Tricky SQL Query

  • --The objective is to compare the Quals in Qual column.

    The stored procedure requires input for multiple students (i.e. @Student).

    Business logic is that if Qual changes then Rollover becomes 1, otherwise 0.

    This means that like in the sample provided:

    For 2011 the Qual was 'HBPP112'. So here Rollover must be 0 (initial Qual).

    For 2012 the Qual changed to 'BACS315'. So here Rollover must be 1.

    For 2013 and 2014 Rollover must be 0 (no Qual change).

    Solution must cater for multiple StudentUID's, in the below sample I only used 1 StudentUID over 4 years (2011 to 2014), whereas there could be over 100 to 1000 different StudentUID's over 4 to 8 years (2011 to 2018).

    Below is a sample of the data I used:

    CREATE TABLE [dbo].[AAA_Mytable](

    [TermCalendarID] [int] NULL,

    [RegYear] [nvarchar](4) NULL,

    [StudentUID] [int] NULL,

    [Qual] [nvarchar](120) NULL

    ) ON [PRIMARY]

    GO

    INSERT [dbo].[AAA_Mytable] ([TermCalendarID], [RegYear], [StudentUID], [Qual]) VALUES (2, N'2011', 8314, N'HBPP112')

    GO

    INSERT [dbo].[AAA_Mytable] ([TermCalendarID], [RegYear], [StudentUID], [Qual]) VALUES (3, N'2012', 8314, N'BACS315')

    GO

    INSERT [dbo].[AAA_Mytable] ([TermCalendarID], [RegYear], [StudentUID], [Qual]) VALUES (5, N'2013', 8314, N'BACS315')

    GO

    INSERT [dbo].[AAA_Mytable] ([TermCalendarID], [RegYear], [StudentUID], [Qual]) VALUES (6, N'2014', 8314, N'BACS315')

    GO

    INSERT [dbo].[AAA_Mytable] ([TermCalendarID], [RegYear], [StudentUID], [Qual]) VALUES (6, N'2014', 8314, N'BMNG311')

    GO

    INSERT [dbo].[AAA_Mytable] ([TermCalendarID], [RegYear], [StudentUID], [Qual]) VALUES (3, N'2012', 241401, N'SPJMA018')

    GO

    INSERT [dbo].[AAA_Mytable] ([TermCalendarID], [RegYear], [StudentUID], [Qual]) VALUES (5, N'2013', 241401, N'SPJMA018')

    GO

    INSERT [dbo].[AAA_Mytable] ([TermCalendarID], [RegYear], [StudentUID], [Qual]) VALUES (6, N'2014', 241401, N'SBM018')

    GO

    INSERT [dbo].[AAA_Mytable] ([TermCalendarID], [RegYear], [StudentUID], [Qual]) VALUES (6, N'2014', 241401, N'SOPMA018')

    GO

  • Kevin,

    This design worries me. Can you please describe the business problem you're trying to solve? I would be willing to wager that what you're trying to do would be pretty easy with a windowing function, maybe LAG/LEAD, but I don't want to start answering a question I'm not sure I understand.

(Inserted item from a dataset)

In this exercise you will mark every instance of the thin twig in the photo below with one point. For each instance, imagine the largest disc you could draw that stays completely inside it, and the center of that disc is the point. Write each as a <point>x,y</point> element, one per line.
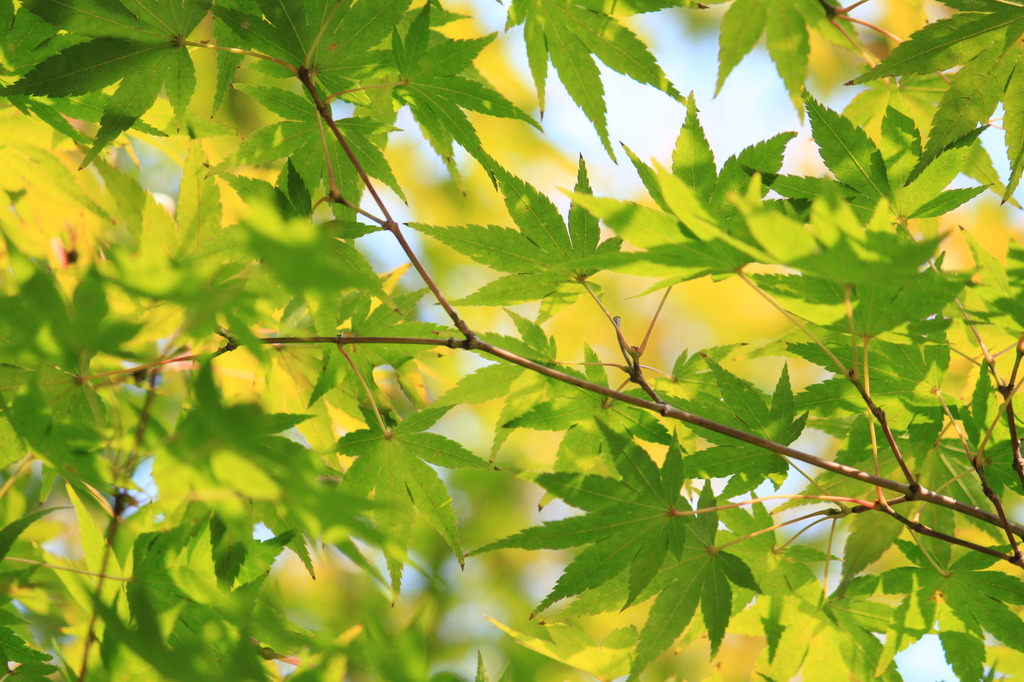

    If RegYear were an INT, you could sort it properly and you could use LAG(QualYear,1) to read the previous value. Further, if you suddenly had to add more years, your solution wouldn't break.

    Sorry to come across like the Grinch, but I've worked on designs like this before and they take serious voodoo to deal with later on.

    Pieter

  • I agree Pieter - sounds like a pretty simple Windowing Function query would do the trick. I agree with your analysis of the situation too.

    Best,
    Kevin G. Boles
    SQL Server Consultant
    SQL MVP 2007-2012
    TheSQLGuru on googles mail service

  • Do you mean something like this?

    declare @AAA_Mytable TABLE(

    [TermCalendarID] [int] NOT NULL,

    [RegYear] int NOT NULL,

    [StudentUID] [int] NOT NULL,

    [QualYear1] [nvarchar](120) NULL,

    [QualYear2] [nvarchar](120) NULL,

    [QualYear3] [nvarchar](120) NULL,

    [QualYear4] [nvarchar](120) NULL,

    [QualYear5] [nvarchar](120) NULL,

    [Rollover] [int] NULL

    ) ;

    INSERT @AAA_Mytable ([TermCalendarID], [RegYear], [StudentUID], [QualYear1], [QualYear2], [QualYear3], [QualYear4], [QualYear5]) VALUES (2, N'2011', 8314, N'HBPP112', NULL, NULL, NULL, NULL)

    INSERT @AAA_Mytable([TermCalendarID], [RegYear], [StudentUID], [QualYear1], [QualYear2], [QualYear3], [QualYear4], [QualYear5]) VALUES (3, N'2012', 8314, NULL, N'BACS315', NULL, NULL, NULL)

    INSERT @AAA_Mytable ([TermCalendarID], [RegYear], [StudentUID], [QualYear1], [QualYear2], [QualYear3], [QualYear4], [QualYear5]) VALUES (5, N'2013', 8314, NULL, NULL, N'BACS315', NULL, NULL)

    INSERT @AAA_Mytable ([TermCalendarID], [RegYear], [StudentUID], [QualYear1], [QualYear2], [QualYear3], [QualYear4], [QualYear5]) VALUES (6, N'2014', 8314, NULL, NULL, NULL, N'BACS315', NULL)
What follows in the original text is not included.